Then, there are clubs that are continually proactive in a changing marketplace. They do not wait and let competition come and then react. They know that they need to keep making changes with their club, sometimes small changes, and other times, more significant changes.
The Weymouth Club in Weymouth, Massachusetts has been in business since the 1970s and was the subject of a Club Insider Cover Story in April 2012. They have grown, space by space, to over 150,000 square feet. Their service and member programming is clearly exceptional. Yet, with many new clubs opening, including lower-priced models, once again, they decided to follow a plan for renovations in different phases to stay at the top of the marketplace and maintain their healthy prices.

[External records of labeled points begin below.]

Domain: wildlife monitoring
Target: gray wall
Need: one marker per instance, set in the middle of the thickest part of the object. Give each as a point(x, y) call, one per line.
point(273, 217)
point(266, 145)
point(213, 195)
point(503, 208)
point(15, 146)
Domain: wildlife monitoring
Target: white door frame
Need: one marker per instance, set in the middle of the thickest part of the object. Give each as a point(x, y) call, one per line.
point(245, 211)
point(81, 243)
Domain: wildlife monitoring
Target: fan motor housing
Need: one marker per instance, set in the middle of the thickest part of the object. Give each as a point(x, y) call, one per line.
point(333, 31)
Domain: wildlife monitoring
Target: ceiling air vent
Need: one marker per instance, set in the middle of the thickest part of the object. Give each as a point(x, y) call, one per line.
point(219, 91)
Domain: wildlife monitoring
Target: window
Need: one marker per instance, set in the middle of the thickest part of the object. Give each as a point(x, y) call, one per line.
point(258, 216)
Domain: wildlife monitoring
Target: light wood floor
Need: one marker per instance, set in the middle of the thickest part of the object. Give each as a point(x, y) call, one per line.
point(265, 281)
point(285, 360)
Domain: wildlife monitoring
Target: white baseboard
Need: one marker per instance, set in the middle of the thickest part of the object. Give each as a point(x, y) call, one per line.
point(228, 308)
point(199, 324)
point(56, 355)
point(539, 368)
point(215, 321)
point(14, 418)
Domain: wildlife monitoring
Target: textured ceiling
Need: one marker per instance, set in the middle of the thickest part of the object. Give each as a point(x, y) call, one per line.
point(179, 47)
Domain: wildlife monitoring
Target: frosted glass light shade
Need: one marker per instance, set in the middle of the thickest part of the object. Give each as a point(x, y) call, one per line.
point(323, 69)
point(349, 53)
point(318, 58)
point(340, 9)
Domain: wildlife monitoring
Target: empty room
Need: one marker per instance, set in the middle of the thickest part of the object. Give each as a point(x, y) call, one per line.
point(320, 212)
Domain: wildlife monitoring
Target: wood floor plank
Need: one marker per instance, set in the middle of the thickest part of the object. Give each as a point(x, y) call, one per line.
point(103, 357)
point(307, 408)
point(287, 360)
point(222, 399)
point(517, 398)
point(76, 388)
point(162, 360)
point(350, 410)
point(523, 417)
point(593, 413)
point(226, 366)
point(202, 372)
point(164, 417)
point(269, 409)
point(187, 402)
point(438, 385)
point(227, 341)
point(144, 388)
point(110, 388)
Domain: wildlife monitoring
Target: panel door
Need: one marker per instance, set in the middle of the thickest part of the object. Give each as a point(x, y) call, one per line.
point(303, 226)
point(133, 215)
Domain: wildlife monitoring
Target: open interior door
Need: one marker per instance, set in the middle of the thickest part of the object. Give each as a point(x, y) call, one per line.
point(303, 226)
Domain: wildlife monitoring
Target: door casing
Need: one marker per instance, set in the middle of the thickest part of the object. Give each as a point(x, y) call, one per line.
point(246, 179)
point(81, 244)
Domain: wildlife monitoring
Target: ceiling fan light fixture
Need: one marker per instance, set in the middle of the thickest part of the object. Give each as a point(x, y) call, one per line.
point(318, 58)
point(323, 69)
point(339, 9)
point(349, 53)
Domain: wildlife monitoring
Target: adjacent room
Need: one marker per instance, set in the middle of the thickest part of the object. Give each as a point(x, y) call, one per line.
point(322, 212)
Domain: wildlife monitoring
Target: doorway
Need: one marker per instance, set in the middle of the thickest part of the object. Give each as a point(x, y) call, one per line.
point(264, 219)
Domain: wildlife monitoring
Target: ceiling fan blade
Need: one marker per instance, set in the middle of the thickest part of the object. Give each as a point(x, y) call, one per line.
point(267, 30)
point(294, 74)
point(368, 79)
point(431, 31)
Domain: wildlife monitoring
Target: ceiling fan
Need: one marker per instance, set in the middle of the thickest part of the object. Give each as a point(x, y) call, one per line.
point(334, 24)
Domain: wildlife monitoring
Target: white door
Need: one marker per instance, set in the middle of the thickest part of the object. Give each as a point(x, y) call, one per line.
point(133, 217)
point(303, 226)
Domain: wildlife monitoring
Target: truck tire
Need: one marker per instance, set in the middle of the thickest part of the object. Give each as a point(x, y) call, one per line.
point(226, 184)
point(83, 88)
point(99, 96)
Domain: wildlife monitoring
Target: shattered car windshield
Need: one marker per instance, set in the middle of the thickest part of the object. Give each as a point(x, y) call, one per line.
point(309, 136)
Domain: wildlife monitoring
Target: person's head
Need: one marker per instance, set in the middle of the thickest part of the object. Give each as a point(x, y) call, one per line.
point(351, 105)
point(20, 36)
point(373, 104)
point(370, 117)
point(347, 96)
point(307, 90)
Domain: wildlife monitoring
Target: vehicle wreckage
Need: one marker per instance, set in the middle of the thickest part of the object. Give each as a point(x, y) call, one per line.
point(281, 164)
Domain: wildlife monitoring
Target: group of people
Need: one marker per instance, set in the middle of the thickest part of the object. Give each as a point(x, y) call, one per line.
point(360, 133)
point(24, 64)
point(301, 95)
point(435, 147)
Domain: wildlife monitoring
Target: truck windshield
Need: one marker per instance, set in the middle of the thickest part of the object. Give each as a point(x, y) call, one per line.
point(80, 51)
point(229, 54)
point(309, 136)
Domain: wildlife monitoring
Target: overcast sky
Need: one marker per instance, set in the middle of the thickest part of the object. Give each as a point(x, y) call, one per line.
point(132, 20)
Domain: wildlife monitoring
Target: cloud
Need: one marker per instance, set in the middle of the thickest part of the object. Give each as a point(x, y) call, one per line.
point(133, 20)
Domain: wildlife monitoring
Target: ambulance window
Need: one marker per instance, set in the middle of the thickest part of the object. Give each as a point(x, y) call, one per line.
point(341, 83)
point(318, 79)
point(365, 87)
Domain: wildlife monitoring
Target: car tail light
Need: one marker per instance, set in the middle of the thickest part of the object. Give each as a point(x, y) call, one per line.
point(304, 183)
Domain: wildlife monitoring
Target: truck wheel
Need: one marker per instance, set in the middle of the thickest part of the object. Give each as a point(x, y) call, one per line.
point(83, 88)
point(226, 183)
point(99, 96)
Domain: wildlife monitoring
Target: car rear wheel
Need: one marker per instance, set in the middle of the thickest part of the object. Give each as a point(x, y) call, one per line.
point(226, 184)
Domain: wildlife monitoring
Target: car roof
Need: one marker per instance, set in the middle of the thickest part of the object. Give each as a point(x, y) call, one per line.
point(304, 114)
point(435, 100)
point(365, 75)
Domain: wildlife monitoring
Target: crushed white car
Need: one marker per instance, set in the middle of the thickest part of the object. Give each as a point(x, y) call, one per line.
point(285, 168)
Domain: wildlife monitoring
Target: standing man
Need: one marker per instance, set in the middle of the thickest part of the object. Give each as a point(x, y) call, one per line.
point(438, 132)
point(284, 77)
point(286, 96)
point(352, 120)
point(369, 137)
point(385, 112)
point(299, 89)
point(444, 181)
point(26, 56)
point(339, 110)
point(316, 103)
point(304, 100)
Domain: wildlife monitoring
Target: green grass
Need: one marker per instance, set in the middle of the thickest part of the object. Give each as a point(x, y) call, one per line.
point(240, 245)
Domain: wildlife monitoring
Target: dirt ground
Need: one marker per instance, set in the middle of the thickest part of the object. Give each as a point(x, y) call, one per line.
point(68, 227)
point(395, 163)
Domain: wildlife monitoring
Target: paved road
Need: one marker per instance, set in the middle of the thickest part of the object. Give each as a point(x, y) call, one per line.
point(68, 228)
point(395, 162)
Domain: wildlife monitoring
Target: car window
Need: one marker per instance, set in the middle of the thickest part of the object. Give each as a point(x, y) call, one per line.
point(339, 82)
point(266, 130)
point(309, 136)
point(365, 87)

As always, in any renovation, decisions have to be made as to where to prioritize the expenditures. Usually, this is divided into three categories. One is looking how to add more revenue as a result of the renovation, including creating new spaces that can add dues revenue but also non-dues revenue. The second area is the all important interior environment and décor of the club. The goal here should be to create new levels of the "wow" factor. This obviously affects new membership sales but also motivates people to retain their memberships. The third decision is to decide what to do first and how to best divide up what needs to be done into phases so renovation expenses do not overwhelm the club.
"Impact dollars" is a term that is used to help create a plan and set priorities. High impact dollars will get the highest return on investment, create the most excitement and increase member satisfaction. Low impact dollars means spending renovation dollars unwisely, misjudging what will do the most good. It should be noted that, at times, a renovation calls for "unglamorous" expenses, such as fixing an HVAC system or getting rid of mold, but these are absolutely necessary.